The higher sensitivity for detecting NoV GII than for NoV GI has been also found to detect NoV regardless of the type of water. We also noticed an influence of the inoculum level on the recovery efficiency of NoV GI and NoV GII as previously shown by Stals et al. (2011a,b) on frozen raspberries and by Fumian et al. (2009) on lettuce. In addition, the variability between experiments was observed for inoculation levels equal and/or below the LOD where recovery rates were the highest. This interassay variability was significant for NoV GII detection and has also been observed for the detection of various micro-organisms in food (Le Guyader et al. 2009; Postollec et al. 2011; Martin-Latil et al. 2012a). We found significant improvement in NoV GI extraction yields calculated with diluted RNA samples (factor 1·5), which was not observed in the case of NoV GII detection.

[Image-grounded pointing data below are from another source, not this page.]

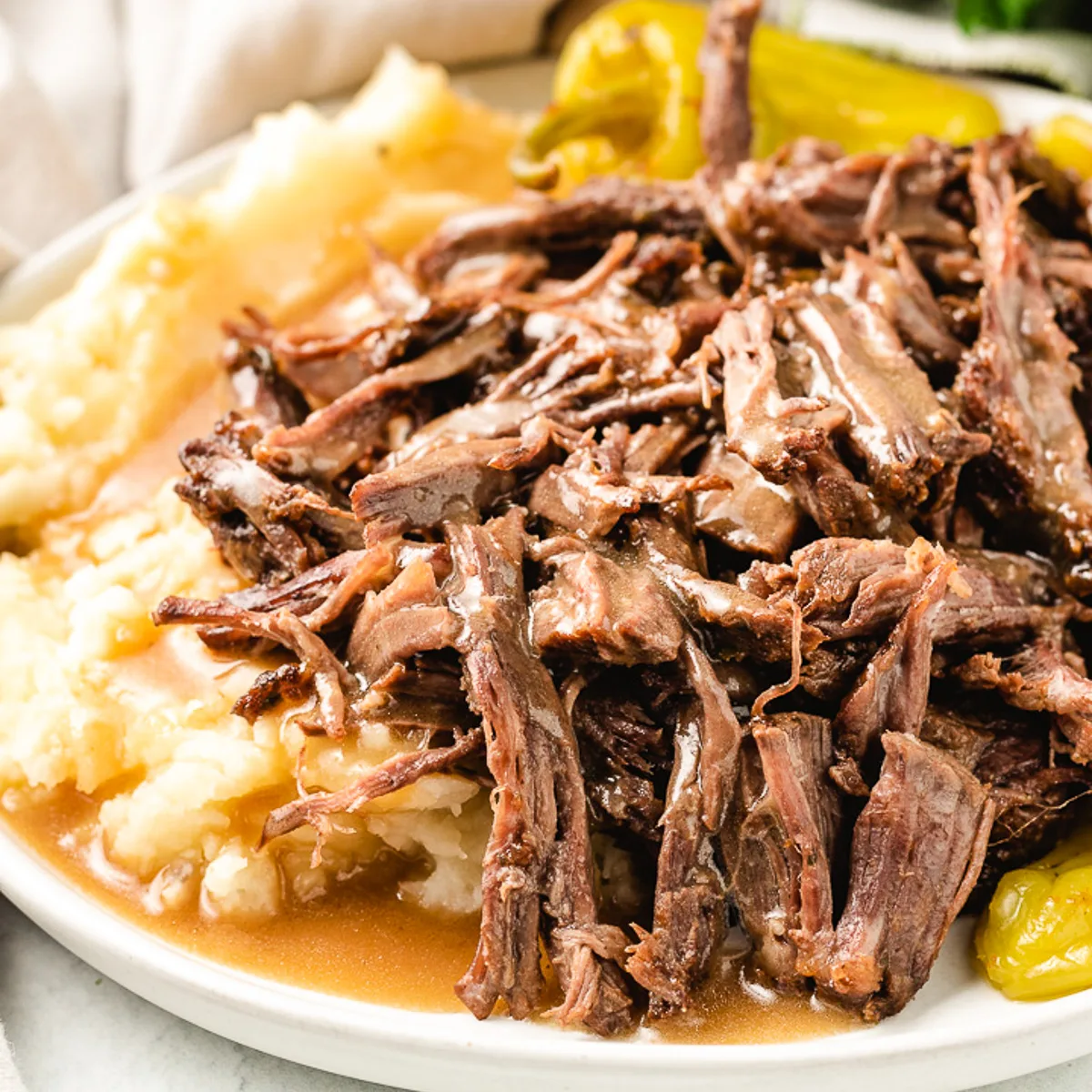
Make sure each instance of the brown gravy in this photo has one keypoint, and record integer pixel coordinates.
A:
(365, 943)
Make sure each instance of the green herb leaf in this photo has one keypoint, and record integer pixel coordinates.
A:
(1018, 15)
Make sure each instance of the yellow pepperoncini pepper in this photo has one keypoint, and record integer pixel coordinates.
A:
(1036, 939)
(1067, 142)
(627, 93)
(627, 96)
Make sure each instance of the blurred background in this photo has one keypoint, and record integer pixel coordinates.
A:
(97, 96)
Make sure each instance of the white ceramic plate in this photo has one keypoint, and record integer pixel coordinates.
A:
(958, 1033)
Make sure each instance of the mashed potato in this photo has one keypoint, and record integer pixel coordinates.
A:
(93, 693)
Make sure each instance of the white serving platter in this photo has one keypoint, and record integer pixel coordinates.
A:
(958, 1033)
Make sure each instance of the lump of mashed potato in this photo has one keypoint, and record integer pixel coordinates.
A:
(93, 694)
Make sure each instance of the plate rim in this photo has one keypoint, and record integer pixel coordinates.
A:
(125, 951)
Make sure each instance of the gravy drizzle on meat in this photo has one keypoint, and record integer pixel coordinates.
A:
(631, 459)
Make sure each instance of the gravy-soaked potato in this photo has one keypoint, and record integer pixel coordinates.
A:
(92, 399)
(107, 365)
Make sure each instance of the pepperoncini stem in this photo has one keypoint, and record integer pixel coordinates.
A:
(535, 162)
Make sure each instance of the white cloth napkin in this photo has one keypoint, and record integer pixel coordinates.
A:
(97, 96)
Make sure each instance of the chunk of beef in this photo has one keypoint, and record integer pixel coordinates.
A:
(590, 496)
(337, 436)
(917, 850)
(539, 844)
(265, 529)
(321, 667)
(813, 199)
(449, 483)
(912, 447)
(785, 841)
(754, 516)
(786, 436)
(388, 776)
(751, 622)
(1016, 383)
(612, 612)
(851, 589)
(894, 692)
(595, 212)
(1040, 677)
(405, 618)
(905, 298)
(622, 749)
(261, 393)
(688, 915)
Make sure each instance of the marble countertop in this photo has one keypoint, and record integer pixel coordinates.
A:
(115, 1042)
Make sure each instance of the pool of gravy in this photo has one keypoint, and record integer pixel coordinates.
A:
(364, 942)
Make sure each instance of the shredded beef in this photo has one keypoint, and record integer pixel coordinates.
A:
(917, 850)
(729, 532)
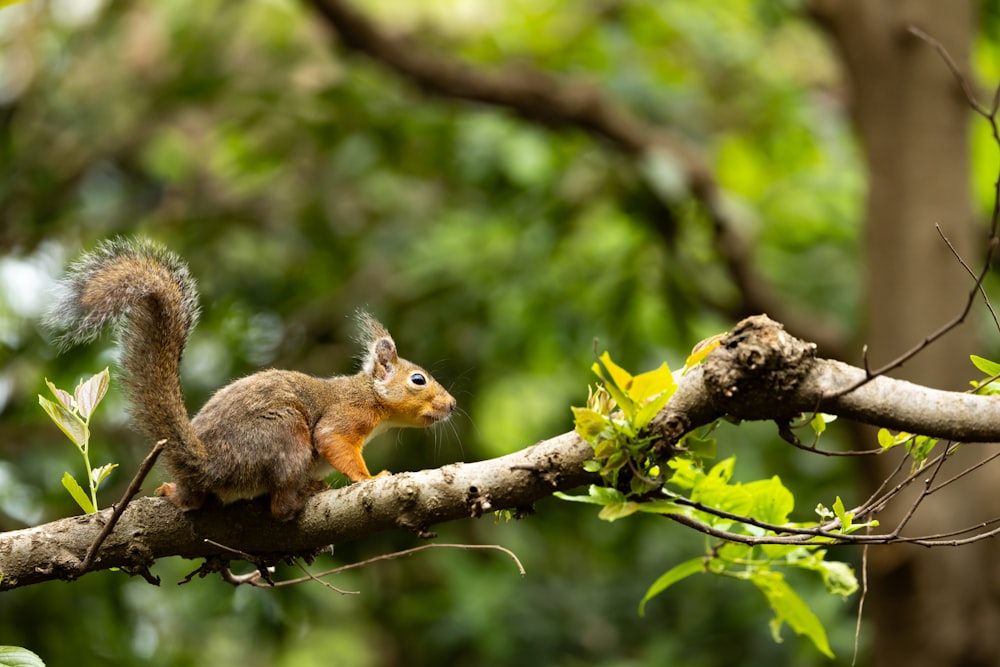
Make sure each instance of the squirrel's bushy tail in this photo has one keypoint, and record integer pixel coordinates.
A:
(148, 293)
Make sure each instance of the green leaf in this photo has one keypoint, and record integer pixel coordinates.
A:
(789, 608)
(78, 493)
(819, 421)
(772, 502)
(646, 386)
(649, 409)
(64, 397)
(846, 520)
(985, 365)
(671, 577)
(589, 424)
(15, 656)
(615, 511)
(98, 474)
(886, 440)
(702, 349)
(67, 422)
(88, 394)
(615, 382)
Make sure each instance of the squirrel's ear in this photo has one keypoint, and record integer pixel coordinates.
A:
(380, 349)
(381, 358)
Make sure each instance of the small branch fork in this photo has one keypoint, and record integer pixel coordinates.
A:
(130, 492)
(930, 471)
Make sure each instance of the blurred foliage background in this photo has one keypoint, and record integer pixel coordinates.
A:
(301, 183)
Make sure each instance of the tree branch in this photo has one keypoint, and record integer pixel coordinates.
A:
(759, 371)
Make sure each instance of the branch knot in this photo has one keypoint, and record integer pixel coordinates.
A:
(756, 367)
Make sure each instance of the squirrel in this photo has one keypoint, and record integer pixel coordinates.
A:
(275, 432)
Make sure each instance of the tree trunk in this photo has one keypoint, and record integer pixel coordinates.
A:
(929, 607)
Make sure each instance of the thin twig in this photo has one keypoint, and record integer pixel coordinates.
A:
(982, 292)
(251, 578)
(119, 509)
(990, 116)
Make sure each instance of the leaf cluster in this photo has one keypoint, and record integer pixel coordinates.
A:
(72, 413)
(638, 477)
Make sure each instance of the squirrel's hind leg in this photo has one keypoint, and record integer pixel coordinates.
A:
(181, 496)
(285, 503)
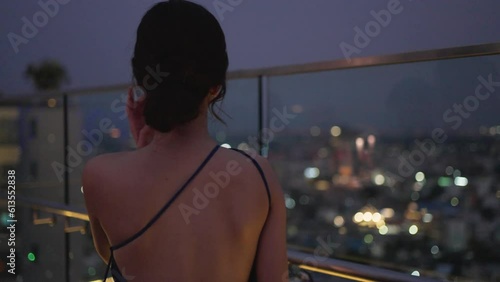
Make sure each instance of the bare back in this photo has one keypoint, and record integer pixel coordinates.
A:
(209, 233)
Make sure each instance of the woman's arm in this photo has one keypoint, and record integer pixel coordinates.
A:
(272, 261)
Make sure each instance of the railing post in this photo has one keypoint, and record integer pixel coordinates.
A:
(66, 184)
(263, 102)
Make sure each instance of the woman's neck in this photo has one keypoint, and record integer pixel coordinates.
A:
(194, 133)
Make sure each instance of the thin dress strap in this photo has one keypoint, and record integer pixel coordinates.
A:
(167, 205)
(253, 272)
(261, 172)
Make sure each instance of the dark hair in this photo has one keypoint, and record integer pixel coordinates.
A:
(182, 39)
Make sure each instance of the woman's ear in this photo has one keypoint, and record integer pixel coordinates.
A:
(214, 92)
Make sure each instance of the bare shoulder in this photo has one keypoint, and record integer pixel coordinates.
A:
(247, 165)
(97, 172)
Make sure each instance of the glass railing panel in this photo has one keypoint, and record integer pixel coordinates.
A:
(240, 111)
(32, 142)
(394, 166)
(39, 249)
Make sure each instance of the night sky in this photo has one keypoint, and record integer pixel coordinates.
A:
(94, 41)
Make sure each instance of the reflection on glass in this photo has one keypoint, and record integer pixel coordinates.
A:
(395, 166)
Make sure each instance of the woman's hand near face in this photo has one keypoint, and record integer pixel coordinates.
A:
(142, 134)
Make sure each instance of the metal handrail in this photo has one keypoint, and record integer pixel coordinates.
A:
(358, 62)
(328, 266)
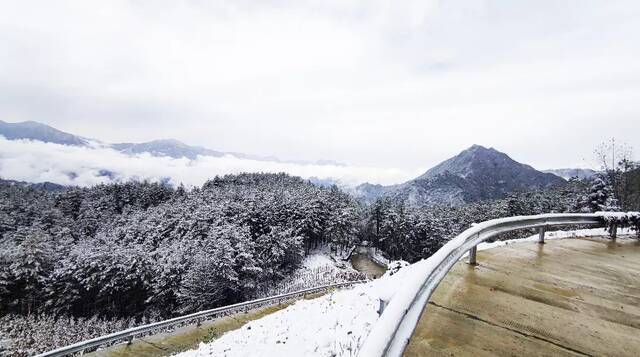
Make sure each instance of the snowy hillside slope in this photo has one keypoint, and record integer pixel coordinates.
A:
(332, 325)
(316, 269)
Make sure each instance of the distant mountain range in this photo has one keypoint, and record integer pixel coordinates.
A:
(475, 174)
(32, 130)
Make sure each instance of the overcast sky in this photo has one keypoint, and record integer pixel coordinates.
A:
(389, 84)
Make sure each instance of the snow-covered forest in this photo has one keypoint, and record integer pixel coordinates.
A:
(109, 256)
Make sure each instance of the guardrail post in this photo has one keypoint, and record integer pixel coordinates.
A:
(472, 255)
(541, 232)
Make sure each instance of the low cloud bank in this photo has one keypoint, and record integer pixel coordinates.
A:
(35, 161)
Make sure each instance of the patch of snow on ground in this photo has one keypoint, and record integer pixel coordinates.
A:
(593, 232)
(337, 324)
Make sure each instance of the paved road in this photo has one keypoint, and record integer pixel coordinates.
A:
(564, 298)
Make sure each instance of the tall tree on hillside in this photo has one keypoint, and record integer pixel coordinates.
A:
(616, 162)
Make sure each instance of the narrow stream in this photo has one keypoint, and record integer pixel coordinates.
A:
(363, 264)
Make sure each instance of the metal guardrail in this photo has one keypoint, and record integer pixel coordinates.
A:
(197, 316)
(390, 335)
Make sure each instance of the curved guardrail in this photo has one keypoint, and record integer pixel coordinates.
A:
(391, 334)
(197, 316)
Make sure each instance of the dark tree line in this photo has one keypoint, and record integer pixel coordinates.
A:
(145, 249)
(410, 233)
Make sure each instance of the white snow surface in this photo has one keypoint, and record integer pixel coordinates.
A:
(333, 324)
(338, 323)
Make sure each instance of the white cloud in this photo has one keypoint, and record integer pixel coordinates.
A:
(35, 161)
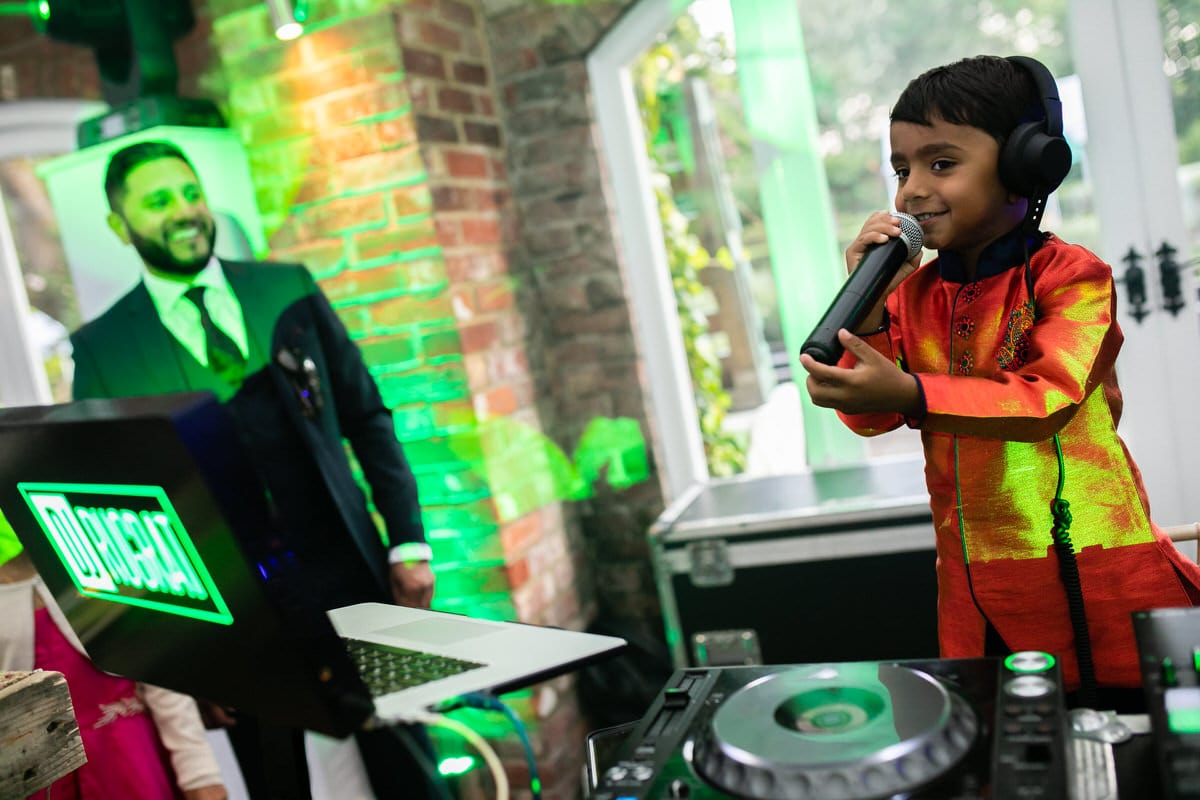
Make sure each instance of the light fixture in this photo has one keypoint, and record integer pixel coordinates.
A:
(285, 19)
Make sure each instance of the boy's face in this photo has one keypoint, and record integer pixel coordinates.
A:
(949, 180)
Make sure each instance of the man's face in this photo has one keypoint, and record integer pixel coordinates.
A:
(163, 215)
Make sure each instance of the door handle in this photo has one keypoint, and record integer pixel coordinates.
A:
(1134, 281)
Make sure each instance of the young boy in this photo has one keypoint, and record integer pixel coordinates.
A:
(1006, 347)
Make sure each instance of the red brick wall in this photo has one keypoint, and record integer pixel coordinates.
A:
(564, 253)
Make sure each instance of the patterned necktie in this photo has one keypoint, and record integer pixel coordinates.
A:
(225, 358)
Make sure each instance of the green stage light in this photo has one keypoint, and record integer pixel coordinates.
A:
(285, 19)
(456, 765)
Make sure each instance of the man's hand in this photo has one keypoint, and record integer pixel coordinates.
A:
(412, 584)
(873, 385)
(215, 716)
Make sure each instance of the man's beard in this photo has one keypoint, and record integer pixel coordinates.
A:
(157, 256)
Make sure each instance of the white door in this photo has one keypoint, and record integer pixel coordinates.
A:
(1117, 47)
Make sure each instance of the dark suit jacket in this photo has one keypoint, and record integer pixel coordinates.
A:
(126, 352)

Direct lysis of viral particles on filtration membranes should limit loss of viral particles, but inhibitors may be also concentrated (Gregory et al. 2006; da Silva et al. 2007), and their effects on PCR amplification may vary according to viral targets. Nevertheless, the LOD of the method for detecting NoV was not improved after sample dilution. Therefore, at very low levels of contamination, dilution itself probably brings the sample below levels of detection, with a very limited impact of inhibitory substances for the detection of NoV in water.
Unlike the norovirus target, the type of water had a significant effect on the recovery rates of MNV-1 used as a control process, as the ratio of marginal means was 2·4 times higher in bottled water than in tap water. The influence of water type has already been observed in the detection of enteric viruses such as HAV, HEV and poliovirus (Blaise-Boisseau et al. 2010; Huguet et al. 2012; Martin-Latil et al. 2012b). However, recovery rates obtained for NoV extraction were quite similar regardless of the water type tested, in agreement with Huguet et al. (2012), showing that tap water quality did not affect the analytical performance of molecular methods for detecting NoV.
As shown in our previous study, the inhibition of MNV-1 amplification was slightly more pronounced in tap water than in bottled water (Martin-Latil et al. 2012b). Overall, it would appear that NoV are detected consistently with the same range of recovery rates of MNV-1, showing that MNV-1 is a robust option for routine sample processes in tap and bottled water analysis and should be further tested for other type of water.
In conclusion, the method described provides a valuable tool for the monitoring of potential public health risks associated with NoV contamination in drinkable water. It could be further interesting to determine the recovery efficiencies of NoV obtained using the described method throughout the different types of environmental water. Given the increasing evidence for NoV involvement in food outbreaks, the one-step triplex we used in this study would be a very useful tool to investigate NoV contamination in other food products.